Tourniquets for blood pressure are available on freecycle, a large quantity, in many sizes- including for large arms or thighs. This has to be one of the oddest offers yet on Freecycle. The donor asks that in your reply, you state what you intend to use them for. I mean, isn't that fairly obvious? For attaching tomatoes to trellises? How many uses can you find for such an item, and how on earth did this person have so many of said items to give away? If I was an NHS money person, I would be down on them like a shot. Probably been prowling around the wards at night, pilfering. Daresay they will be offering compression stockings next week.
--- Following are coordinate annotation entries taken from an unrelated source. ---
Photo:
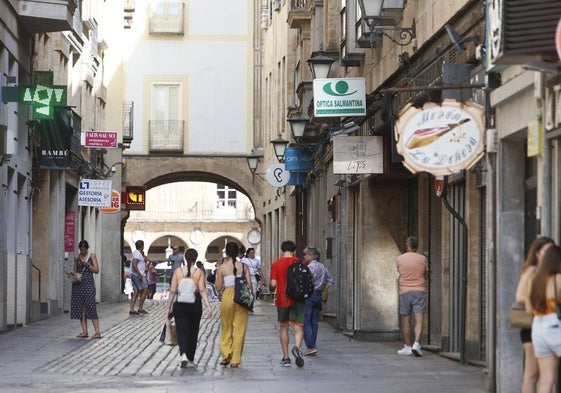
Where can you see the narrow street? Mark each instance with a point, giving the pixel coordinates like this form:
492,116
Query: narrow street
47,356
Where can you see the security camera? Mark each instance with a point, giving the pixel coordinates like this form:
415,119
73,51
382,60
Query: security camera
457,39
480,52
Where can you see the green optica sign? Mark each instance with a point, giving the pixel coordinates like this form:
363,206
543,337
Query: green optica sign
43,98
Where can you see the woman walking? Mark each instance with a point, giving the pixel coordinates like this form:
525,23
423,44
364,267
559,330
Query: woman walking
545,292
82,305
233,316
531,373
188,315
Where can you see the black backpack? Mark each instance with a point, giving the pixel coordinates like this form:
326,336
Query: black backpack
299,282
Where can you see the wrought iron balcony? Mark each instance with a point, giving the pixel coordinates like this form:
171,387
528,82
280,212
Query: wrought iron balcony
300,13
167,18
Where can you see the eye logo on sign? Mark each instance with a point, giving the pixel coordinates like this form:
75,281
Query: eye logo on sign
341,89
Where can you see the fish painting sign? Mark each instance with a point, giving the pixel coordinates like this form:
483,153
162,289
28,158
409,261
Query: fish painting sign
440,139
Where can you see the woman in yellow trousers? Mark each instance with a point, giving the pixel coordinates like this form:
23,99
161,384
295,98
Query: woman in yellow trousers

I have had two pleasant days at work, teaching (obviously, as a day at my church work would never get the adjective pleasant). In Year 3, with the same charming bunch of children who are happy to accept me as a fruitbat substitute for their normal mega organised teacher. Seriously, I come way down the organisational heroes table at school. If I am the most organised person you have met, you need to spend some time with some other primary school teachers. I mean, one time, I forgot to take any shoes to work! And it was one of the only times the headteacher ever noticed that I existed - and she noticed, of course, my lack of footwear. We made rainforest noises with untuned percussion instruments, did some control ICT, some reading, a spelling test and two maths tests today. Yesterday was an English test, turning paper brown for old map making, more English, more reading, reading and drama about the environment and sprint time trials. Do you remember that excrutiating, or exhilirating afternoon from your childhood? Either chafing thighs and flapping arms, or a secure place in the school team and a time under 10 seconds for the 100m. Every adult is at one end or other of the sporting spectrum, there is no one who sits in the middle when it comes to memories of school sports days. My own memories of being 5 and having to restart the obstacle race over and over again because I couldn't balance the bloody beanbag on my foot are so excrutiating as to need hypnosis to get over. Horrid, horrid day. I had an allegedly evil, really evil teacher in the Reception year, and horrible memories, it was a dreadful epiphany for me and maybe my becoming a teacher is an attempt to make amends and to be a Miss Honey, saving other children from the doom of their childhood being scarred by Mrs Walker. Lets assume she's dead, shall we, as she was old and grey in 1978. At best, lets hope she is dribbling in a room that smells of wee with Jeremy Kyle on all day. Ha! A fate worse than death.

Glad to air those views globally. If Mrs Walker is reading this and my comments appear libelous, remember I said allegedly, won't you?